Along with several other Canadian cities, Toronto is one of the first to receive this certification under a new program developed by Nature Canada, with the endorsement of Environment and Climate Change Canada.
Toronto has a long history of proactive action with the goal of minimizing the impact of development and light on migratory birds.
In 2006, a staff report was adopted by City Council that directed all City facilities to turn the lights off at night during migratory seasons. It also directed City staff to support the work of the Fatal Light Awareness Program (FLAP), an organization that advocates for the plight of migratory birds. The City has been working with the organization ever since.
In 2007, Toronto was the first city in North America to develop and implement “Bird-Friendly Development Guidelines” to make buildings less dangerous to local and migratory birds. Many cities in Canada and the United States have since followed suit.
In 2010, City Council directed that all new development applications must meet the requirements of the Toronto Green Standard (TGS), which includes many bird-friendly elements drawn from the 2007 Guidelines.

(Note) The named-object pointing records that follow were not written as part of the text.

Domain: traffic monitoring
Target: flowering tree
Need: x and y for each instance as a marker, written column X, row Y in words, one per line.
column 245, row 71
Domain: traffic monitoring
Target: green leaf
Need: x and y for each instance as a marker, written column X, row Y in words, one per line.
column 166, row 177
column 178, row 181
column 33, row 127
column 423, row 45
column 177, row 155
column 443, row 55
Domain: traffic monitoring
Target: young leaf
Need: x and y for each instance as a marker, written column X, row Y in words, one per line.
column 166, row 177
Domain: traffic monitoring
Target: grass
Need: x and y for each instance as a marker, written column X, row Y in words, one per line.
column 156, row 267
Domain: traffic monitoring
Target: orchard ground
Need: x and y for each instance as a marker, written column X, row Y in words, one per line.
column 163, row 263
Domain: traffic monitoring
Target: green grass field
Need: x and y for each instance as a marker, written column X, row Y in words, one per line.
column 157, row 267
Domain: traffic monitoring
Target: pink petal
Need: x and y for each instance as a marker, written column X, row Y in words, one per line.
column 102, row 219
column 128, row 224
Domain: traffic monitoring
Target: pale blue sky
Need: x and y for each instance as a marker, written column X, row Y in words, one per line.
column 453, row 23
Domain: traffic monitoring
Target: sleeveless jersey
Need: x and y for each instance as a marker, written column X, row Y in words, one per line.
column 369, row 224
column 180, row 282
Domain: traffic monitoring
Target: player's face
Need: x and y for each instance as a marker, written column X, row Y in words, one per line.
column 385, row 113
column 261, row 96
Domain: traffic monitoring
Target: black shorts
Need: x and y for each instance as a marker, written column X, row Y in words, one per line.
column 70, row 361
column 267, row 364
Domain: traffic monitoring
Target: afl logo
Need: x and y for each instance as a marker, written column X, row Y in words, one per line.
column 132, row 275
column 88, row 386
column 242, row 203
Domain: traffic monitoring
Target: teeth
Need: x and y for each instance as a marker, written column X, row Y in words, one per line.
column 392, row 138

Since then, Toronto has also strengthened the bird-friendly requirements of the TGS by introducing Best Practices for Bird-Friendly Glass (2016).

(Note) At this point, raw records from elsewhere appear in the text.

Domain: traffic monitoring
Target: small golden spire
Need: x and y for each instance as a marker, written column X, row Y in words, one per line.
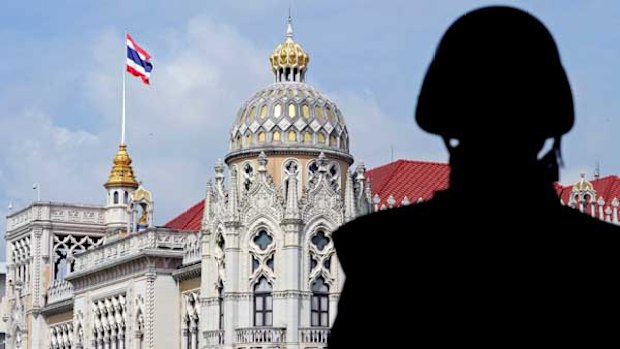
column 122, row 173
column 289, row 55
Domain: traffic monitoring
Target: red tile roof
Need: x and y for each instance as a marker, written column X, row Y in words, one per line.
column 191, row 219
column 606, row 187
column 410, row 178
column 414, row 180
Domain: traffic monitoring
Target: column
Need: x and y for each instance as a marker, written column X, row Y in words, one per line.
column 184, row 341
column 291, row 254
column 194, row 332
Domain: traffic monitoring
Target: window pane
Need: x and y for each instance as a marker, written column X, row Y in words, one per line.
column 263, row 112
column 320, row 240
column 262, row 286
column 324, row 319
column 324, row 303
column 270, row 263
column 327, row 263
column 263, row 240
column 254, row 264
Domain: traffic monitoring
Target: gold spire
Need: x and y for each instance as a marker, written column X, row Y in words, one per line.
column 122, row 172
column 289, row 54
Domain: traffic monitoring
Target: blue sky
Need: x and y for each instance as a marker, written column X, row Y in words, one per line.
column 61, row 66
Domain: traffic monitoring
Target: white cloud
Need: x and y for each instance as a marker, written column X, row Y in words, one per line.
column 375, row 134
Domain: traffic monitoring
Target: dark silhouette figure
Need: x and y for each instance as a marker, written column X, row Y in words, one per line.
column 495, row 259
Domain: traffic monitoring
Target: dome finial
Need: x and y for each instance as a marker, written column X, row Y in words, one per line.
column 121, row 174
column 289, row 26
column 289, row 61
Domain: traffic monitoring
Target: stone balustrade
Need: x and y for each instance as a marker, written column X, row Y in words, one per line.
column 314, row 335
column 134, row 244
column 58, row 291
column 192, row 251
column 260, row 335
column 214, row 338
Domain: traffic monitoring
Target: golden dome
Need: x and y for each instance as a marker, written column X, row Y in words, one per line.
column 583, row 184
column 122, row 173
column 289, row 54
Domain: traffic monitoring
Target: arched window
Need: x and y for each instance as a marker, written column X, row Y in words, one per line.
column 277, row 110
column 263, row 111
column 263, row 303
column 318, row 112
column 248, row 175
column 291, row 167
column 320, row 304
column 313, row 171
column 333, row 175
column 307, row 137
column 252, row 114
column 292, row 136
column 263, row 240
column 305, row 111
column 220, row 304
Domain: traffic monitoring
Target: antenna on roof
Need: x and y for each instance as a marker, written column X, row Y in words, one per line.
column 597, row 170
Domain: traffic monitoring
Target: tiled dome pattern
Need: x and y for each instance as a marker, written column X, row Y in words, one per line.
column 289, row 114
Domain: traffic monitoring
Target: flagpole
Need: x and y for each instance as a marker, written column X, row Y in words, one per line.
column 124, row 78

Most recently, the City led the development of bird-friendly building guidelines for the Canadian Standards Association, leading to a voluntary national standard for bird-friendly buildings that can be adopted by any jurisdiction in Canada.
The City has also developed plans and strategies to protect biodiversity and natural habitat in and around the city, which is essential for birds to thrive as they return to Canadian landscapes during their breeding seasons.
The press release of City of Toronto Media Relations explained some of these plans and strategies, which include: Sustaining and Expanding the Urban Forest: Toronto Strategic Forest Management Plan 2012-2022; Toronto Ravine Strategy; Toronto Biodiversity Strategy and the Pollinator Protection Strategy; Tree Protection Bylaw, Ravine and Natural Feature Protection Bylaw and Pesticide Bylaw protect the urban forest, ravines and natural areas, which are important habitats for bird species.
All these factors contributed to the City’s successful application to the Nature Canada to be certified as a bird- friendly city.
Regarding this issue, Mayor John Tory said: “The City of Toronto is extremely proud to receive high-level certification as a bird-friendly city from Nature Canada. We are especially proud that Toronto was the first city in North America to develop and implement guidelines to make buildings less dangerous for migratory birds”.
“Congratulations to Nature Canada on its “Bird-Friendly City” initiative which helps us recognize and celebrate specific actions that cities are taking to make urban environments safer for all birds”, he added.